Scraping online data: sources, tools and methodologies. Hands-on analysis of Online Job Advertisements
Course Leader
Mauro Pelucchi
Target Group
Official statisticians working on big data methodology, data science and in employment and education statistics, as well as other statistical domains which can profit from this data source.
Entry Qualifications
Sound command of English. Participants should be able to make short interventions and to actively participate in discussions
Domain knowledge on Labour Market Intelligence
Preliminary Big Data knowledge
Familiarity with base analytical techniques
Familiarity with base programming knowledge
Objective(s)
Understand how to collect Web Data regarding Online Job Vacancies and store them
Understand of data processing techniques
Understand the challenges and the issues of web data
Base understand of data classification techniques on standard taxonomies and base understand of advanced techniques on taxonomies improvement
Contents
Landscaping the online job market
OJV data ingestion (e.g.: source selection, ingestion techniques)

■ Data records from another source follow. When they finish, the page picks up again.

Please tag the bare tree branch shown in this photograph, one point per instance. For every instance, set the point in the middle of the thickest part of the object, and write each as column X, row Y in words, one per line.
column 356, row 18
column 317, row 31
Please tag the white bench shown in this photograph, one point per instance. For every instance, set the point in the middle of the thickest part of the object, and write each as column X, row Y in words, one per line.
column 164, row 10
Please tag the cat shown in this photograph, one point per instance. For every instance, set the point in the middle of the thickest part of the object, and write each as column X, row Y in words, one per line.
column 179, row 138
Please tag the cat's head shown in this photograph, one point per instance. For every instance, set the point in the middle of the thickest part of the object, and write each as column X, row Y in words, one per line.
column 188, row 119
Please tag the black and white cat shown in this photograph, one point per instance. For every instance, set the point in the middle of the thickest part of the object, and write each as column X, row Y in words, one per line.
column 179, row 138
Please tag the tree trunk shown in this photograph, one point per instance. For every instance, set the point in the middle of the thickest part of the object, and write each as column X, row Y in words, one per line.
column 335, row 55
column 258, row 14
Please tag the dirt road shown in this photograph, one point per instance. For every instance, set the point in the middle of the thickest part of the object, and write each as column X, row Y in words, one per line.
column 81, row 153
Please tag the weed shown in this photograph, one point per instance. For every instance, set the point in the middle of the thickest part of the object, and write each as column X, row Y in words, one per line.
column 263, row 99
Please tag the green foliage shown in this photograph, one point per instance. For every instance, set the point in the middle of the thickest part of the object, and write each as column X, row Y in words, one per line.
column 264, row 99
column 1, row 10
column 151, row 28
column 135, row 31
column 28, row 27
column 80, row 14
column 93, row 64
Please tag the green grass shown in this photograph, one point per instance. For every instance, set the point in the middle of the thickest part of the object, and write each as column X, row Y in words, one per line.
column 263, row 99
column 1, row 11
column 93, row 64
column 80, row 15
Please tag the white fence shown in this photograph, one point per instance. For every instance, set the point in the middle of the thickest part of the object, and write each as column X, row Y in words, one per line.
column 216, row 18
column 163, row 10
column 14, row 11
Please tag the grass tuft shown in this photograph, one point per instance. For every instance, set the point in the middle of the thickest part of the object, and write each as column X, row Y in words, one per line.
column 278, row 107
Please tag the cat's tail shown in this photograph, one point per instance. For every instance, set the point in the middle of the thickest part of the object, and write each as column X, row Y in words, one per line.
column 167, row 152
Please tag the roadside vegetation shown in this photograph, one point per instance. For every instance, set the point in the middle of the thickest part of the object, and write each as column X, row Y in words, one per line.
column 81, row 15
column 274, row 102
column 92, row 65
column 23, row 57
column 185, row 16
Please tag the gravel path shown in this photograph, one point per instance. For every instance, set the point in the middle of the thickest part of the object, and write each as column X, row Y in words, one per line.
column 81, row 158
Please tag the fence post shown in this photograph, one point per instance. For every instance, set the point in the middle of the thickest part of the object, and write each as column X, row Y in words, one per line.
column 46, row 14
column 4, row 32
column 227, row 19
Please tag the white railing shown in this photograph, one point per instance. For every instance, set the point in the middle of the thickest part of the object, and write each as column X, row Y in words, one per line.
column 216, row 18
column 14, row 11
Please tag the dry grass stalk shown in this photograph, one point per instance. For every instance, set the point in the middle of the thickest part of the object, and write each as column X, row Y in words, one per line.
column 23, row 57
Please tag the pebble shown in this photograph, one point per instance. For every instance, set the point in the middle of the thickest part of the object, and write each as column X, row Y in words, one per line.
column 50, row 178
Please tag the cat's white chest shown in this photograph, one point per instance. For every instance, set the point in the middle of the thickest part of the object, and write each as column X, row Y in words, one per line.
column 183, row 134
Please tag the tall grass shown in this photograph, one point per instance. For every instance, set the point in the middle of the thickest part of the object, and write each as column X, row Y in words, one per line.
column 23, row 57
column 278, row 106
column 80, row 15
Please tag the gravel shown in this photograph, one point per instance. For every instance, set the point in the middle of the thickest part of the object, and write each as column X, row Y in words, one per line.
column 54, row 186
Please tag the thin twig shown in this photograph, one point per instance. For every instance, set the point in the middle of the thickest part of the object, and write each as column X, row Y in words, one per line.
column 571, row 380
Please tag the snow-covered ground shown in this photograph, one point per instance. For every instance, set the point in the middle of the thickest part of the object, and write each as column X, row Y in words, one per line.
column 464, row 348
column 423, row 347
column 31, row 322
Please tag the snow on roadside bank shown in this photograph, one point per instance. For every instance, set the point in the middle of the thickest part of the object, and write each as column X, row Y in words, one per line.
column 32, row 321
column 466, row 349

Overview of web technology (HTML, CSS, JS, XPATH, ...);
Scraping vs Crawling vs Search (including URLs discovery via surveys, search engines and crowdsourcing);
Data extraction via API (HTTP messages, requests and response codes, POST, REST, JSON format, R package 'httr');
Data extraction via scraping tools;
OJV data processing (e.g.: pipeline, vacancy detection, deduplication)
Automatic classification of OJV data (e.g.: multi- language environment, feature extraction, classifiers)
Text processing and multi-language environment
Classification processes, feature extraction and machine learning
Focus on occupation’s categorization
Focus on skill’s categorization
Analysis of OJV data with the Big Data Science Workbench tools
Expected Outcome
Sample script that extract Job Vacancies and other data from a web source, cleans them and prepare for analytical path
Training Methods
Presentations and lectures
Exchange of views/experiences on national practices